Jaffe Todd A, Hasday Steven J, Knol Meghan, Pradarelli Jason, Quamme Sudha R Pavuluri, Greenberg Caprice C, Dimick Justin B
The University of Michigan Medical School, Ann Arbor, Michigan.
The University of Michigan Medical School, Ann Arbor, Michigan.
J Surg Res. 2017 Oct;218:361-366. doi: 10.1016/j.jss.2017.06.058. Epub 2017 Jul 22.
There exists a tension between surgical innovation and safety. The learning curve associated with the introduction of new procedures/technologies has been associated with preventable patient harm. Surgeon's perceptions regarding the safety of methods for learning new procedures/technologies are largely uncharacterized.
A survey was designed to evaluate surgeons' perceptions related to learning new procedures/technologies. This included clinical vignettes across two domains: (1) experience with an operation (e.g., colectomy) and (2) experience with a technology (e.g., laparoscopy). This study also focuses on a surgeon's perceptions of existing credentialing/privileging requirements. Participants were faculty surgeons (n = 150) at two large Midwestern academic health centers.

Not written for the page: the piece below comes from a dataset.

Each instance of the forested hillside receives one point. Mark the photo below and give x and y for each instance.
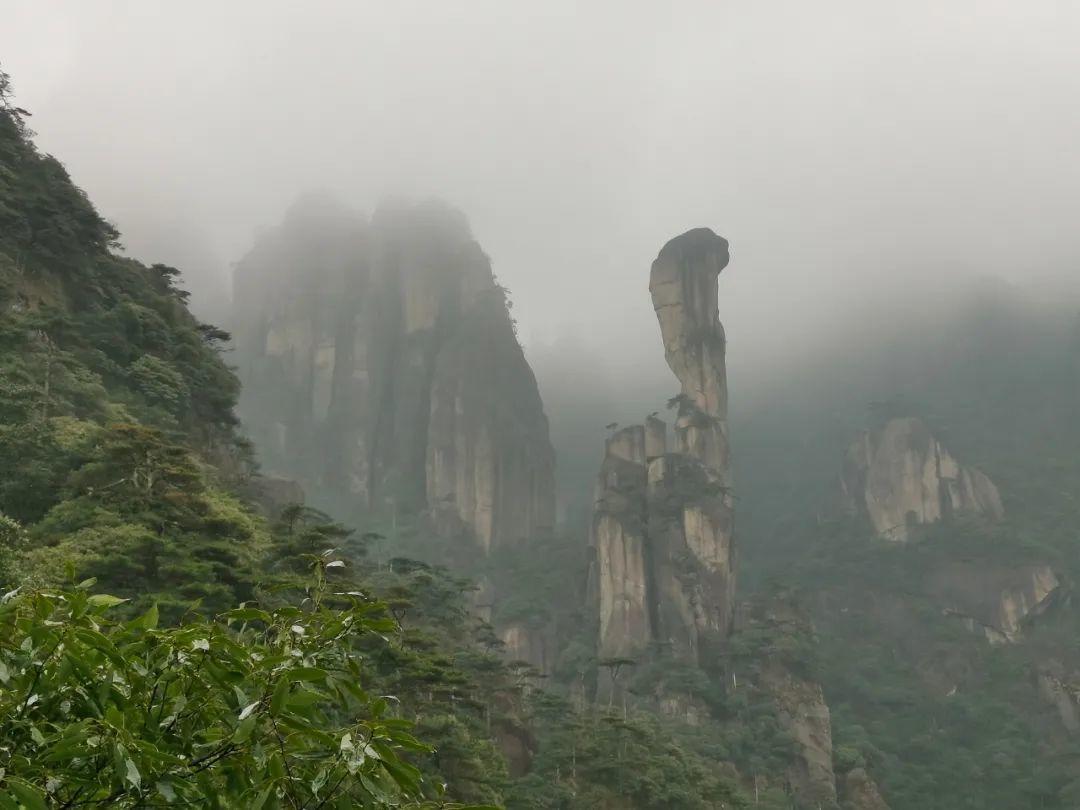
(169, 638)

Survey response rate was 77% (116/150). 69% of respondents believed the processes of credentialing/privileging is "far too relaxed" or "too relaxed" for ensuring patient safety. Surgeons most commonly indicated a mini-fellowship is required to learn a new laparoscopic procedure. However, that requirement differed based on a surgeon's prior experience with laparoscopy. For example, to learn laparoscopic colectomy, 35% of respondents felt a surgeon with limited laparoscopic experience should complete a mini-fellowship, whereas 3% felt this was necessary if the surgeon had extensive laparoscopic experience. In the latter scenario, most respondents felt a surgeon should scrub in cases performed by an expert (38%) or perform cases under a proctor's supervision (33%) when learning laparoscopic colectomy.
Many surgeons believe existing hospital credentialing/privileging practices may be too relaxed. Moreover, surgeons believe the "one-size-fits-all" approach for training practicing surgeons may not protect patients from unsafe introduction of new procedures/technologies.
手术创新与安全之间存在矛盾。与引入新手术/技术相关的学习曲线与可预防的患者伤害有关。外科医生对学习新手术/技术方法安全性的看法在很大程度上尚未得到描述。
设计了一项调查以评估外科医生对学习新手术/技术的看法。这包括两个领域的临床案例:(1)手术经验(如结肠切除术)和(2)技术经验(如腹腔镜检查)。本研究还关注外科医生对现有资格认证/特权授予要求的看法。参与者是中西部两个大型学术健康中心的外科教员(n = 150)。
调查回复率为77%(116/150)。69%的受访者认为,为确保患者安全,资格认证/特权授予过程“过于宽松”或“宽松”。外科医生最常表示,学习新的腹腔镜手术需要小型进修。然而,这一要求因外科医生先前的腹腔镜检查经验而异。例如,对于学习腹腔镜结肠切除术,35%的受访者认为腹腔镜经验有限的外科医生应完成小型进修,而3%的受访者认为如果外科医生有丰富的腹腔镜经验则有必要这样做。在后一种情况下,大多数受访者认为外科医生在学习腹腔镜结肠切除术时应在专家主刀的手术中刷手上台(38%)或在带教老师的监督下进行手术(33%)。
许多外科医生认为现有的医院资格认证/特权授予做法可能过于宽松。此外,外科医生认为,对执业外科医生的“一刀切”培训方法可能无法保护患者免受新手术/技术不安全引入的影响。